Variational symmetries and pluri-Lagrangian systems in classical mechanics

TL;DR

This paper explores the connection between pluri-Lagrangian systems and variational symmetries in classical mechanics, showing how multiple symmetries lead to multi-time Lagrangian structures with consistent equations.

Contribution

It establishes a method to construct pluri-Lagrangian 1-forms from systems with commuting variational symmetries and provides a Hamiltonian analogue for such constructions.

Findings

Constructed pluri-Lagrangian 1-forms from variational symmetries.

Multi-time Euler-Lagrange equations match original systems.

Extended the framework to Hamiltonian systems with commuting flows.

Abstract

We analyze the relation of the notion of a pluri-Lagrangian system, which recently emerged in the theory of integrable systems, to the classical notion of variational symmetry, due to E. Noether.

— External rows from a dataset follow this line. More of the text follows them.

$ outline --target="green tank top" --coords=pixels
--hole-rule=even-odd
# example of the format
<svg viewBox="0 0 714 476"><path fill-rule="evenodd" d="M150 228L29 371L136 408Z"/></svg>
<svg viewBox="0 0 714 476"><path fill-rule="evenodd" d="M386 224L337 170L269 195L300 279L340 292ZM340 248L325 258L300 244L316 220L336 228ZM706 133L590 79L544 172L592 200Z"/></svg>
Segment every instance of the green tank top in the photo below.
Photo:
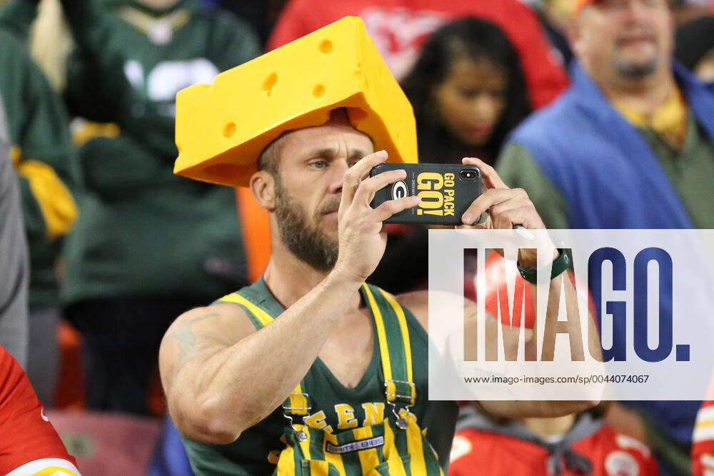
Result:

We treat classical mechanical systems and show that, for any Lagrangian system with $m$ commuting variational symmetries, one can construct a pluri-Lagrangian 1-form in the $(m+1)$-dimensional time, whose multi-time Euler-Lagrange equations coincide with the original system supplied with $m$ commuting evolutionary flows corresponding to the variational symmetries. We also give a Hamiltonian counterpart of this construction, leading, for any system of commuting Hamiltonian flows, to a pluri-Lagrangian 1-form with coefficients depending on functions in the phase space.